Alla cerimonia hanno preso parte anche il presidente della Comunità Ebraica di Milano, Walker Meghnagi, il Vice Presidente dell’Unione delle Comunità Ebraiche Italiane (UCEI), Milo Hasbani, il sindaco di Mendrisio (Svizzera), Samuele Cavadini e l’assessora del Comune di di Mirandola Antonella Canossa.
LA DIRETTA DELLA CERIMONIA
LA STORIA DEL SALVATAGGIO DA PARTE DI LIDIA CALEFFI E SILVIO BORGHI
La famiglia allargata Talvi, la coppia composta da Ilija e Rebecca Rifka, i loro figli Rafael, Leone e la loro figlia Alisa Alice vivevano a Belgrado. Quando i tedeschi entrarono a Belgrado nel 1941, la famiglia fuggì in Albania dove restarono nel campo di Kavaja, gestito dagli italiani. Nel 1942 gli italiani trasferirono gli ebrei in Italia, nel campo di concentramento di Ferramonti in Calabria. Le condizioni erano abbastanza confortevoli ma la famiglia cercò un modo per uscire da lì. Ciò era possibile solamente se qualcuno avesse firmato una cauzione. A Modena la famiglia aveva una zia che provvide loro la cauzione e, pochi mesi dopo, all’inizio del 1943, la famiglia lasciò il campo e si recò presso il Comune di Mirandola, vicino Modena, acquisendo lo status di internati civici in “confine libero”. Ogni giorno dovevano recarsi in Questura e rivevano una piccola somma di denaro.
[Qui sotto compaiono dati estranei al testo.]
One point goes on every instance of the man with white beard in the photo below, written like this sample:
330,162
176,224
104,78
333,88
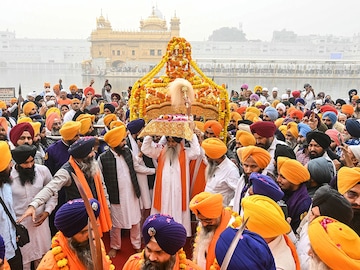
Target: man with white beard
333,245
171,190
28,179
84,166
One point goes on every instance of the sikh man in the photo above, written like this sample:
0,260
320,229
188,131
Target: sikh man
266,218
20,134
213,219
72,241
119,168
84,166
222,175
349,186
7,229
171,189
251,251
264,133
254,160
292,176
28,179
164,239
333,245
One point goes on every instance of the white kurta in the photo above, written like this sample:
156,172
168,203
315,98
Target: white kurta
40,237
171,196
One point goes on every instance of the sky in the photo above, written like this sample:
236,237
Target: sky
76,19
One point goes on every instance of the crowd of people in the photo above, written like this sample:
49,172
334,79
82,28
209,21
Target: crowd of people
284,184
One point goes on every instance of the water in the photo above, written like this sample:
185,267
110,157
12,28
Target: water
34,80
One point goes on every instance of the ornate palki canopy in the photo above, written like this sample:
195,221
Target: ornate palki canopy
150,96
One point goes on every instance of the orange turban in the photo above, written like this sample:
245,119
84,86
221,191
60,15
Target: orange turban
347,109
214,148
85,125
292,127
109,118
292,170
207,204
5,155
36,126
245,138
265,216
3,104
69,130
253,110
336,244
116,123
214,125
50,119
200,125
348,178
115,136
52,110
3,123
259,155
28,107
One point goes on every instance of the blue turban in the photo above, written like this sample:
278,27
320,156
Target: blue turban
331,115
353,127
272,113
251,252
303,129
170,235
72,217
135,126
266,186
82,147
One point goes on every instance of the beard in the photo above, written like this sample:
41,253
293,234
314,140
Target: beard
83,252
88,166
317,264
210,169
26,175
172,153
151,265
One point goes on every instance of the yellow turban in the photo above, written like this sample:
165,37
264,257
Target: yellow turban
5,155
85,115
348,178
336,244
266,217
207,204
292,127
109,118
214,148
253,110
3,104
69,130
200,125
28,107
116,123
115,136
53,110
36,126
24,119
85,125
292,170
259,155
245,138
214,125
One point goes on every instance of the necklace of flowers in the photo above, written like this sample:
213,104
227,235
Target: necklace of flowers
60,256
234,224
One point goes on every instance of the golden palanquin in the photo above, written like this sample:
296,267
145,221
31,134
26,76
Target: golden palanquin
150,96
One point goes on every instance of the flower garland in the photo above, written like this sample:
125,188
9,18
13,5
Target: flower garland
60,256
237,221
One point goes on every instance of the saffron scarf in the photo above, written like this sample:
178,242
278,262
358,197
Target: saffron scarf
104,216
158,180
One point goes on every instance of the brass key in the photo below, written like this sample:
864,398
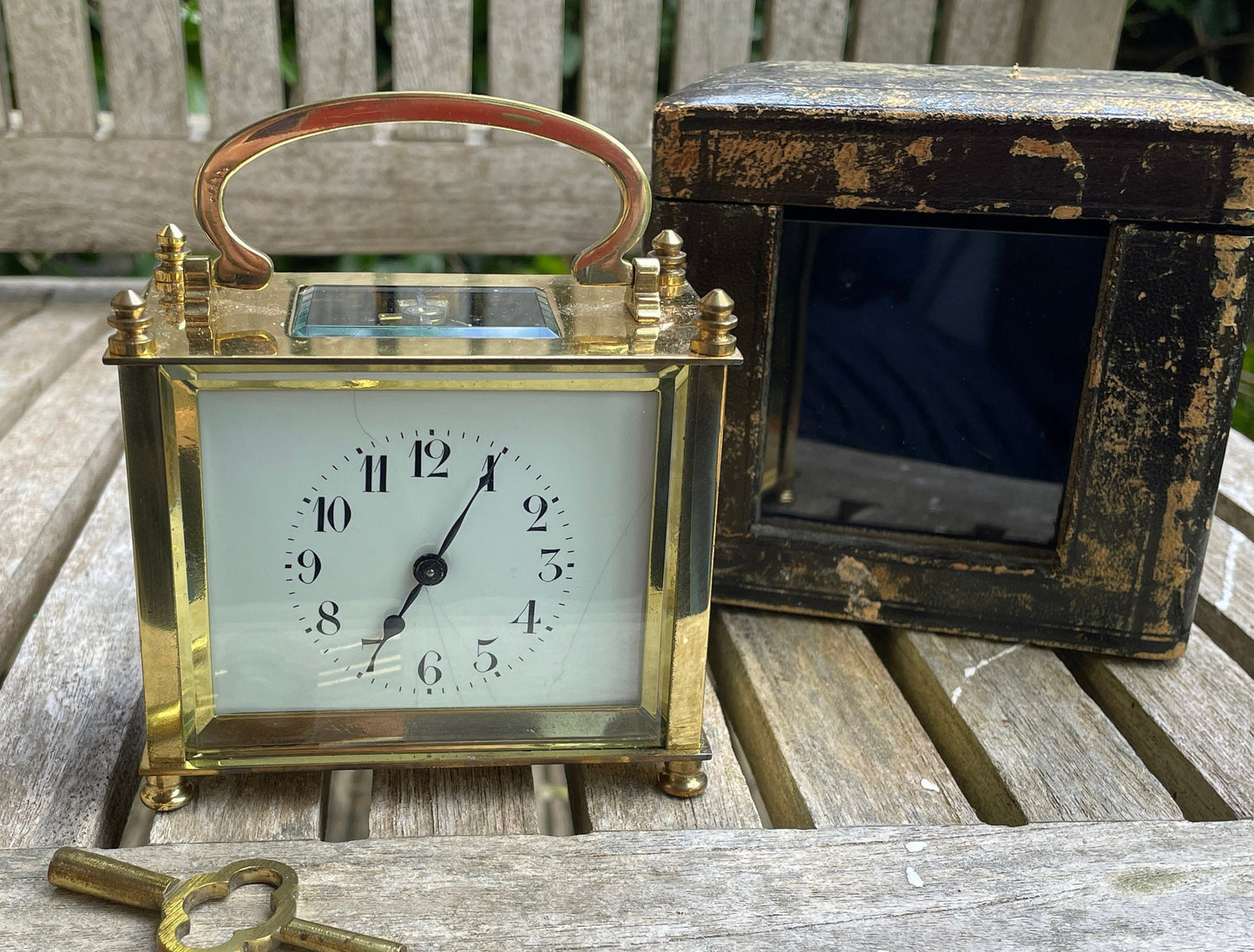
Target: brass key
113,879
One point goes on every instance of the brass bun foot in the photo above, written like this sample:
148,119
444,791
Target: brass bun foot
682,778
167,793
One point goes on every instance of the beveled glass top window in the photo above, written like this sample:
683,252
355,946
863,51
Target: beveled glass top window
926,375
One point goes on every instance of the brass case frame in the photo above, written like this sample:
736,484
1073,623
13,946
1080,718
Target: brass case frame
163,468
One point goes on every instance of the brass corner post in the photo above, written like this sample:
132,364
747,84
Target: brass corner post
713,337
131,337
168,276
670,253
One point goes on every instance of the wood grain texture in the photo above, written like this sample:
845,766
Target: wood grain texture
34,352
1191,720
1225,603
53,465
710,36
492,199
453,802
240,62
1076,33
619,78
244,808
335,48
620,797
50,56
146,67
895,31
982,31
70,712
1236,502
431,50
1025,741
524,50
826,732
1051,887
805,29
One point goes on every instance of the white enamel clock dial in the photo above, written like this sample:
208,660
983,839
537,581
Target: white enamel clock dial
397,548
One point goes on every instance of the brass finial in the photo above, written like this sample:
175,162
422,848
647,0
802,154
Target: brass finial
168,275
713,338
131,338
644,296
670,253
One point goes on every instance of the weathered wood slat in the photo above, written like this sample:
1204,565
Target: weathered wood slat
828,735
492,199
431,50
34,352
619,78
240,61
1076,33
70,712
144,67
895,31
1191,720
451,802
710,36
1073,887
1236,502
620,797
335,48
54,83
244,808
1025,741
1225,602
524,51
53,464
981,31
805,29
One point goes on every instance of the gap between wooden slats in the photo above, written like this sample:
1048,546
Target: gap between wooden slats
70,712
1077,887
1191,720
1022,739
893,30
1075,33
240,61
144,67
709,36
619,76
54,82
625,797
980,31
53,464
431,50
831,739
805,29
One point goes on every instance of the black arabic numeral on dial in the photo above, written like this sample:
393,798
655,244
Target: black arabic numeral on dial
327,624
538,510
377,473
548,555
530,620
336,513
427,670
485,656
436,450
309,560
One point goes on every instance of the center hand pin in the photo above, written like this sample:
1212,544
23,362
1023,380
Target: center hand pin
95,875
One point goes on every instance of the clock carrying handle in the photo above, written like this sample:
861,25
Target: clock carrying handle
244,266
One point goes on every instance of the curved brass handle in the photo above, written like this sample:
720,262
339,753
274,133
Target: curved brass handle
245,267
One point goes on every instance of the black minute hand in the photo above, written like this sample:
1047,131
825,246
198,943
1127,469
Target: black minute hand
483,482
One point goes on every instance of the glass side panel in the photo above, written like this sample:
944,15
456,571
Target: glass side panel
929,379
417,312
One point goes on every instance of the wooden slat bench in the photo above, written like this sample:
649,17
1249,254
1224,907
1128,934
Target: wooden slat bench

C’erano altri ebrei nel posto. La famiglia Talvi fece così amicizia con la famiglia Almoslino, anche lei di Belgrado, e la figlia Alisa sposò Max Almoslino.
Dopo la resa dell’Italia, nel Settembre 1943, i tedeschi entrarono nella regione e gli ebrei iniziarono a cercare rifugio e modi per raggiungere la Svizzera. La numerosa famiglia Talvi si sciolse: la coppia Ilija, Rebecca e la figlia Alisa, rimasta incinta, trovarono rifugio, grazie al parroco Dante Sala (Giusto fra le Nazioni) nel villaggio di San Martino Spino. I figli Rafael e Leon vennero ospitati da Silvio e Livia Borghi nel villaggio di Mortizzuolo, a cinque chilometri da Mirandola.
Raffaele Talvi, in una sua sua testimonianza, raccontò: “Borghi ci ha nascosto nella sua casa, nella stanza si uno dei bambini. A seguito dei controlli dei tedeschi, la situazione diventò pericolosa”. Così Borghi decise che sarebbero dovuti andare in Svizzera. Borghi fornì loro dei documenti falsi, li vestì con abiti meno modesti “in modo che non semrassero rifugiati” ed, insieme a loro, si recò prima a Milano e, da lì, raggiunsero Cernobbio. A Cernobbio, la famiglia rimase a dormire presso l’abitazione di alcuni conoscenti di Borghi, Dino e Allegra Riva. Dovevano essere assolutamente silenziosi perché la pattuglia non li rilevasse. Nel momento ritenuto più opportuno, Borghi accompagnò i due ragazzi al confine con la Svizzera. I due giovani varcarono il confine grazie ad una fessura nella recinzione. Un poliziotto svizzero li trovò e li condusse in un campo profughi.
Borghi tornò a casa e, dopo un po’ di tempo, fece lo stesso percorso con la coppia Talvi e Almoslino. Alisa Alsmoslino raccontò nella sua testimonianza che ci furono problemi al confine: non era consentito a tutti entrare in Svizzera, solo a lei in quanto donna incinta. Lei si rifiutò di lasciare la famiglia e suo marito. Alla fine fu consentito a tutti di passare e partorì lì suo figlio.